L’Edito hebdo de JMC - L’écume des jours


Politique


23 mai 2025

Que se cache-t-il derrière le fleuve de nos indifférences s’interroge JMC cette semaine

Jolies robes, smoking, clic-clac. Les photos des stars du Festival font rêver dans les chaumières. Elles apportent une touche glamour à une époque qui l’est fort peu, et sans doute une parenthèse d’évasion salvatrice dans notre sinistrose ambiante. Ce défilé des vanités fait oublier quelques instants le sort des malheureux qui se noient en mer derrière le tapis rouge. Juste pour survivre, car chassés par la guerre, la corruption, la faim... Bien sûr, lorsque les projecteurs seront éteints et que les vedettes seront reparties à bord de leurs jets privés, la vie ‘ordinaire’ reprendra comme avant. Après les grandes déclarations aussi bien intentionnées qu’inutiles, et parfois indécentes avec ces toilettes de haute couture et ces rivières de diamants onéreuses, qui ne réussissent pas à cacher le fleuve de nos indifférences.


Éric Ciotti et son groupe UDR ont déposé une proposition de loi à l’Assemblée pour
« protéger l’effectivité du droit fondamental de l’éligibilité  ». Derrière cet intitulé technique, la volonté du député azuréen que les élus sanctionnés par un tribunal ne soient pas ‘victimes’ d’une « application immédiate » de leur condamnation, ce qui les dépossède de leur mandat par la seule volonté des juges, avant même qu’ils aient pu faire appel. Marine Le Pen, l’ancien maire de Toulon Hubert Falco, et la maire de La Seyne-sur-Mer Nathalie Bicais ont, parmi d’autres, déjà fait les ‘frais’ de cette disposition de la loi Sapin II contre la corruption. La proposition UDR sera étudiée le 27 juin. Elle devrait faire l’objet de beaucoup de commentaires sur la sévérité de la justice et sur les conséquences ‘politiques’ de l’application de ses décisions. Mais, au final, pour que les Français ne se détournent pas davantage de la vie publique, il faut bien sûr que «  la femme de César soit irréprochable », et que ceux qui sont pris la main dans le pot de confiture soient sévèrement condamnés.


Nous l’avons déjà écrit ici : les hommes politiques candidats à un nouveau mandat s’épuisent à nous expliquer les mesures urgentes absolument indispensables pour sauver le pays, mesures qu’ils n’ont bien sûr pas mises en pratique lorsqu’ils étaient eux-mêmes au pouvoir. À droite comme à gauche, les exemples sont légion de ces petits renoncements, de ces promesses klaxonnées mais non tenues, de ces rasages de barbe qui seront gratuits... demain. La présidentielle a déjà commencé, les candidats sont en embuscade, prêts à s’entredévorer pour convaincre le petit chaperon rouge de leur faire confiance, en partageant la galette promise à Mère-grand et confectionnée après beaucoup de travail et de sacrifices…

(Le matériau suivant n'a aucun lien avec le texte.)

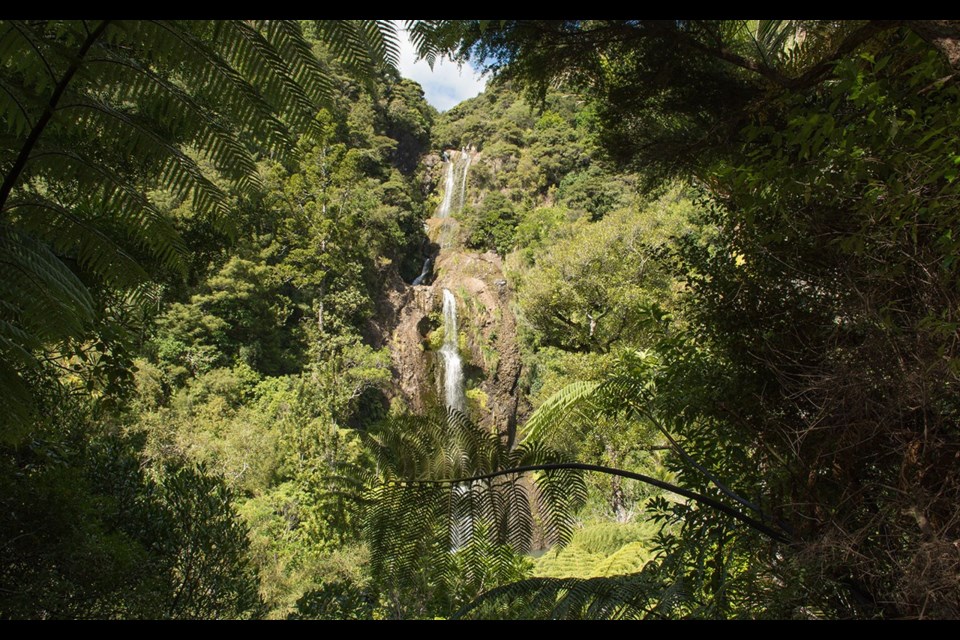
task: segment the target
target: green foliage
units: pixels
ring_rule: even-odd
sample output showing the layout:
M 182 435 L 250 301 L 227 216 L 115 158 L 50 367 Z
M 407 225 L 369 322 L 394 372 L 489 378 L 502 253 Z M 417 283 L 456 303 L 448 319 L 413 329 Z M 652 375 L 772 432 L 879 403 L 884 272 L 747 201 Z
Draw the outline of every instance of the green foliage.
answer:
M 336 557 L 363 566 L 343 550 L 362 522 L 352 503 L 330 494 L 327 478 L 340 465 L 364 464 L 355 435 L 339 425 L 353 419 L 360 390 L 378 384 L 371 380 L 382 384 L 384 371 L 342 360 L 328 366 L 316 377 L 263 380 L 242 365 L 215 369 L 134 425 L 146 434 L 150 455 L 202 462 L 234 489 L 273 617 L 289 613 L 324 580 L 343 579 L 330 567 Z
M 536 255 L 558 234 L 563 223 L 570 219 L 570 213 L 564 207 L 536 207 L 524 212 L 514 238 L 526 266 L 533 264 Z
M 591 150 L 565 118 L 555 111 L 546 111 L 533 127 L 529 155 L 525 155 L 538 165 L 542 177 L 537 186 L 546 189 L 560 184 L 573 170 L 583 168 Z M 523 167 L 518 170 L 522 171 Z
M 639 573 L 598 578 L 528 578 L 485 593 L 455 618 L 663 619 L 680 617 L 684 586 L 657 563 Z
M 369 620 L 373 618 L 371 595 L 350 583 L 331 582 L 303 595 L 291 620 Z
M 960 30 L 408 26 L 0 24 L 0 615 L 956 617 Z M 512 449 L 370 346 L 468 144 Z
M 57 432 L 2 452 L 3 617 L 259 615 L 246 529 L 223 482 L 150 466 L 135 441 L 87 438 L 75 403 L 57 413 Z
M 553 239 L 534 266 L 518 274 L 520 305 L 541 344 L 606 352 L 642 341 L 673 293 L 658 257 L 689 215 L 689 203 L 671 196 L 641 212 L 565 227 L 565 237 Z
M 661 546 L 695 615 L 956 611 L 930 595 L 956 578 L 955 88 L 929 25 L 894 26 L 509 23 L 471 41 L 527 78 L 592 84 L 607 146 L 650 177 L 701 178 L 699 230 L 664 256 L 682 316 L 655 314 L 658 364 L 635 371 L 654 386 L 612 408 L 652 401 L 681 485 L 798 542 L 655 503 L 680 525 Z
M 594 578 L 636 573 L 652 556 L 650 540 L 657 526 L 613 522 L 585 526 L 570 544 L 548 551 L 536 563 L 534 575 Z
M 393 154 L 395 166 L 409 175 L 429 149 L 435 111 L 424 100 L 423 90 L 412 80 L 400 80 L 388 90 L 384 133 L 397 141 Z
M 259 597 L 248 563 L 247 531 L 237 518 L 222 482 L 189 468 L 167 469 L 160 500 L 176 562 L 170 615 L 210 618 L 256 615 Z
M 468 209 L 459 217 L 468 247 L 492 249 L 500 254 L 513 247 L 517 216 L 513 204 L 503 194 L 486 194 L 476 211 Z
M 384 401 L 386 354 L 359 336 L 384 274 L 419 269 L 434 112 L 383 68 L 391 24 L 313 33 L 329 48 L 288 22 L 0 25 L 2 437 L 22 447 L 3 539 L 24 542 L 4 615 L 259 616 L 253 565 L 274 617 L 363 583 L 325 478 L 363 464 L 345 425 Z M 68 394 L 90 414 L 72 439 Z M 97 421 L 143 451 L 85 458 Z
M 731 406 L 737 437 L 776 460 L 778 473 L 753 473 L 797 505 L 791 519 L 830 558 L 811 569 L 826 588 L 810 588 L 841 615 L 957 606 L 919 595 L 949 570 L 915 573 L 952 535 L 946 496 L 956 486 L 942 457 L 956 446 L 957 384 L 947 337 L 954 212 L 944 206 L 956 183 L 941 128 L 956 103 L 955 88 L 937 83 L 943 73 L 936 52 L 907 36 L 884 56 L 846 59 L 822 91 L 785 100 L 778 126 L 748 128 L 719 176 L 729 196 L 707 210 L 719 233 L 683 254 L 704 341 L 737 386 L 764 389 L 762 402 L 741 393 Z M 926 453 L 914 457 L 920 441 Z M 914 464 L 926 471 L 904 475 Z M 815 481 L 798 487 L 800 473 Z M 897 513 L 937 523 L 927 542 Z M 836 580 L 857 598 L 837 598 Z
M 629 207 L 635 200 L 630 176 L 611 179 L 609 171 L 591 164 L 583 171 L 567 173 L 560 181 L 557 198 L 568 209 L 599 220 L 612 211 Z
M 283 331 L 289 301 L 270 282 L 272 276 L 267 265 L 236 256 L 228 260 L 189 303 L 172 305 L 158 319 L 159 361 L 193 375 L 236 359 L 265 373 L 293 369 L 289 356 L 284 358 L 291 346 L 289 331 Z
M 540 440 L 545 430 L 562 426 L 563 421 L 570 416 L 571 408 L 590 397 L 596 391 L 597 385 L 596 382 L 581 380 L 551 395 L 523 424 L 520 435 L 531 440 Z
M 736 144 L 771 97 L 822 82 L 858 46 L 878 51 L 894 21 L 504 20 L 435 26 L 445 46 L 541 103 L 560 80 L 584 89 L 614 158 L 648 184 L 700 173 Z M 459 35 L 450 44 L 449 32 Z M 775 109 L 775 107 L 774 107 Z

La transparence est nécessaire dans la vie publique, mais un excès de transparence peut aussi conduire à la tyrannie. Ainsi, cette initiative pour le moins curieuse de l’eurodéputée LFI Leïla
Chaibi
qui s’est autorisée à ouvrir les boîtes aux lettres de certains de ses collègues français pour alimenter les vidéos sur le quotidien de sa vie de parlementaire qu’elle publie sur Instagram. Devant douze personnes tirées au sort, elle fait un inventaire (au résultat décevant, pas de liasses de billets, pas de bouteilles de champagne...) du casier de Jordan Bardella, de Raphaël Glucksmann et de François-Xavier Bellamy, entre autres. Finaude, elle explique que les vraies boîtes aux lettres privées sont à l’étage, que celles qu’elle ouvre devant sa caméra sont celles mises à disposition des lobbies, et qu’elle ne lit pas le courrier (encore heureux…). Cette « perquisition » est assortie en commentaire d’un procès d’intention : « imagine les dingueries qui s’y passent », insinue-t-elle au sujet des boîtes privées. « Dinguerie », en effet, et méthode répugnante.
Il y a quand même des moyens plus nobles de faire de la politique.